Regret. We’ve all felt it at one point or another. Missed opportunities, actions we wish we could take back, or have the chance for a redo. When I was in the 6th grade, I did something I immediately regretted, but didn’t have the character or maturity at the time to make right. I don’t even remember the circumstances surrounding it, but I recall feeling picked on or teased. This was not an unusual feeling for me as kid who was mercilessly teased most of my childhood. We were in the girls locker room. Out of my hurt, out of my fear, out of my need to feel superior to anyone, and out of my sheer blind ignorance, I spewed a racial slur at a girl. I don’t think I have ever admitted that "out loud" until this very moment. As my hate-filled words hung in the air, I was instantly ashamed, instantly sorry, and I knew I’d done a horrible thing. But I could never admit that at the time. I was too prideful and stupid. I think back now, in tears, about my classmate who I hurt, who I demeaned. She was already fighting an uphill battle as a minority in a nearly all white private school. And instead of reaching out from a place of kindness and empathy (because I, too, knew what it was to feel always on the outside), I cut her to the core. Even worse, I was supposed to be her friend. It makes me sick to even think about it now. My capacity for racism. It makes me so uncomfortable.

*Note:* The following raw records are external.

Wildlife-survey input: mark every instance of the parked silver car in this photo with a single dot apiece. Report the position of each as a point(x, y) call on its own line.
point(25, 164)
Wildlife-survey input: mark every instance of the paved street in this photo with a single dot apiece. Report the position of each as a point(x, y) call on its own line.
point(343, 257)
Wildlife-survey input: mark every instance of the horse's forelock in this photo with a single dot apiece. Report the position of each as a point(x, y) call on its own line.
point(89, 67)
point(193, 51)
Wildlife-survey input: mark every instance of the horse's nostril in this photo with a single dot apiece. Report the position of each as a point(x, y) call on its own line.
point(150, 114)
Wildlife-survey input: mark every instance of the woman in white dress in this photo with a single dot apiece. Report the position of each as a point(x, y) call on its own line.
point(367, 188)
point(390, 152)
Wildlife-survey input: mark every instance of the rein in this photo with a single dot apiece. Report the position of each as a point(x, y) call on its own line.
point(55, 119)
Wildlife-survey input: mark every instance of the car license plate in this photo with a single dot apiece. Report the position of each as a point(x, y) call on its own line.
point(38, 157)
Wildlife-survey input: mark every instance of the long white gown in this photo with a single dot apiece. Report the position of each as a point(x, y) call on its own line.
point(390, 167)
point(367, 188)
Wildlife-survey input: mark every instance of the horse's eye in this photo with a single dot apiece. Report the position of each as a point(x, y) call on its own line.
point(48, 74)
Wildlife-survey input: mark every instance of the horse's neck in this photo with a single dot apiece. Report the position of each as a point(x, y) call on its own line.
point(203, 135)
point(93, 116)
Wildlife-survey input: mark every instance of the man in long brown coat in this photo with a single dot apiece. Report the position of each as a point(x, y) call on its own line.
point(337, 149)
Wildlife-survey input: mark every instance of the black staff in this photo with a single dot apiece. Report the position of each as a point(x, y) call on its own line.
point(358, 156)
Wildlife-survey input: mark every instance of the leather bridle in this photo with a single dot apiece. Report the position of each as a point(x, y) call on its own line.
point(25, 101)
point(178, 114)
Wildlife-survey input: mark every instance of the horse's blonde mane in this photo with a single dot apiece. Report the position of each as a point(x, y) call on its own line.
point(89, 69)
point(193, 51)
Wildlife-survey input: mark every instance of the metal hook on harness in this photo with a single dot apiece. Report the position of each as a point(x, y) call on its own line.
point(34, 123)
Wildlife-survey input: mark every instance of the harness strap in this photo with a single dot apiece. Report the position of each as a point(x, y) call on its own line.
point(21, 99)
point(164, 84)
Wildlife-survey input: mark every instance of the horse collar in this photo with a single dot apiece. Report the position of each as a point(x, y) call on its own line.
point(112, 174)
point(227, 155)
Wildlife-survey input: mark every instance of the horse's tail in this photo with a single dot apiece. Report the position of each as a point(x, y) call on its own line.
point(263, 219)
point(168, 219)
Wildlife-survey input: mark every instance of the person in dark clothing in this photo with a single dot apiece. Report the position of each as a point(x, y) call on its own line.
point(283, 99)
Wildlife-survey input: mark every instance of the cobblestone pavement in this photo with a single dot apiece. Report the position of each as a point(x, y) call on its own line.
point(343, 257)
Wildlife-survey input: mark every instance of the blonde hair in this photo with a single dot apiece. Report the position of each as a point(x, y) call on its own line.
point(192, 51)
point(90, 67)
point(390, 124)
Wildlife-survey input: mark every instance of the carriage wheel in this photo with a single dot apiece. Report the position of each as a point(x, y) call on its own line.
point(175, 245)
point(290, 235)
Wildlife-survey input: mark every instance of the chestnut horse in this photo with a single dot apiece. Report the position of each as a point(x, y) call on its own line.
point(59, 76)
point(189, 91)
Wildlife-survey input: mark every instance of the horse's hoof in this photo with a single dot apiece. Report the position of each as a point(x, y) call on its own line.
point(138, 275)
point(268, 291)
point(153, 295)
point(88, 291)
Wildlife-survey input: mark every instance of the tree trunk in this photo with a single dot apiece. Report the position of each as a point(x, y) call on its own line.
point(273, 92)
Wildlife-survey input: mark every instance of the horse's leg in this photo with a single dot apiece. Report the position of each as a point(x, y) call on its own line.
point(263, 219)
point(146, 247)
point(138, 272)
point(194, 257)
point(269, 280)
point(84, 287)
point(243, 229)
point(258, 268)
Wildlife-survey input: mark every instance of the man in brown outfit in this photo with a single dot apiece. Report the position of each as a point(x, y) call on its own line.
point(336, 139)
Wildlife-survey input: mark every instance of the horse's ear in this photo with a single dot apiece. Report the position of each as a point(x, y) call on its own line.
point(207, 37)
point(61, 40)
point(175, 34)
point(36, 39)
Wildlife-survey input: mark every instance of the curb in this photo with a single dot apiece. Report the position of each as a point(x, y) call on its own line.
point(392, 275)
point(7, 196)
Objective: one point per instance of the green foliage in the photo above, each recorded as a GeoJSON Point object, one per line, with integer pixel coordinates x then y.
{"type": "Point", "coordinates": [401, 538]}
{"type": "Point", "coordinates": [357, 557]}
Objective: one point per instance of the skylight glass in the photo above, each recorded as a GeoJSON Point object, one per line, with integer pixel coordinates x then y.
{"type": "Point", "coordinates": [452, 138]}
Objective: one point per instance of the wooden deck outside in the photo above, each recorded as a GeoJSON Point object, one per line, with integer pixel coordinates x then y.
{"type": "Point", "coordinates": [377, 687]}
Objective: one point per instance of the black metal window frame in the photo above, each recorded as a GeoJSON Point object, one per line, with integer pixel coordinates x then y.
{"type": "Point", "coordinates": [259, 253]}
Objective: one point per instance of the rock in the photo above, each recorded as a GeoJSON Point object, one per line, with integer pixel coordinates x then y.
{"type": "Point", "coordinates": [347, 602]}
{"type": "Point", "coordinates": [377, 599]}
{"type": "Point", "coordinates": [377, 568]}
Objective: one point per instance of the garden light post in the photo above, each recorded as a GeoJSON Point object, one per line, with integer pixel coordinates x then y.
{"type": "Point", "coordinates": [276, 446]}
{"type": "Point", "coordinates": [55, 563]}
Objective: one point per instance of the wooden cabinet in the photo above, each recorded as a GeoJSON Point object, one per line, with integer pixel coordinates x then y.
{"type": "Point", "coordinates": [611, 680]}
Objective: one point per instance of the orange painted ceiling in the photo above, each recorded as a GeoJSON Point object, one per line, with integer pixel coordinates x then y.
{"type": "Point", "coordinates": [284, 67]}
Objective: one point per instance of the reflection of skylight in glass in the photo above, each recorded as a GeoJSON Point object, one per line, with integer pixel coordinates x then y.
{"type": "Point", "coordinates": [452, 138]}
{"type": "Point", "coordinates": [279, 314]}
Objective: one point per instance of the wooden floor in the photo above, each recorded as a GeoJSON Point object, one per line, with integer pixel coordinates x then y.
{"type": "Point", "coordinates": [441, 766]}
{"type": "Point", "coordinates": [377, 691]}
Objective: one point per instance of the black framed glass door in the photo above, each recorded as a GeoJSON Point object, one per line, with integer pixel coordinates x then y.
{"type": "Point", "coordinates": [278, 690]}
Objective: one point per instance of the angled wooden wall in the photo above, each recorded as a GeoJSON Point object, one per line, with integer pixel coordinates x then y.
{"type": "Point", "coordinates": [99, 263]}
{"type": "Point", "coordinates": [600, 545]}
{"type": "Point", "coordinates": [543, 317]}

As an educated, evolved woman who champions kindness above all else, I feel such shame about who I was that day, my eleven year old self. This week I have thought about that locker room quite a bit. I don’t have the answers for how to solve the current crisis. But I believe any solution has got to start with self-examination on a level deeper than many of us have ever been called to. It’s easy, so easy, to stand smug and self-righteous, claim to be colorblind and point fingers at "those people" who are the problem. I’ve done that. But true reconciliation will never happen that way because there is no "us against them" in reconciliation. There is only “us”, the human race. Whether we like it or not, we are all in this together.

I'm so sorry for who I've been. But in the now I see how my flaws, my errors, my capacity for messes and hurt, even my capacity for hate, I see all of those things make me more human. And as much as I dislike looking at those parts of myself, I know I need to do so in order to reach across and really SEE those around me as someone who is like me instead of someone I could never be like. None of us is without fault. We cannot fix hate with more hate. No amount of hate heaped on hate has ever led to love and kindness. We’ve been put on this earth for such a time as this. I believe when we look back at this time, we will want to be on the right side of history. I believe it’s possible to change the tide. And I believe it starts with looking at ourselves, listening to our fellow humans, and learning how much we are the same.

Bear witness to the existence of love in this cold world. So that those to whom love is a stranger, may find in you generous friends.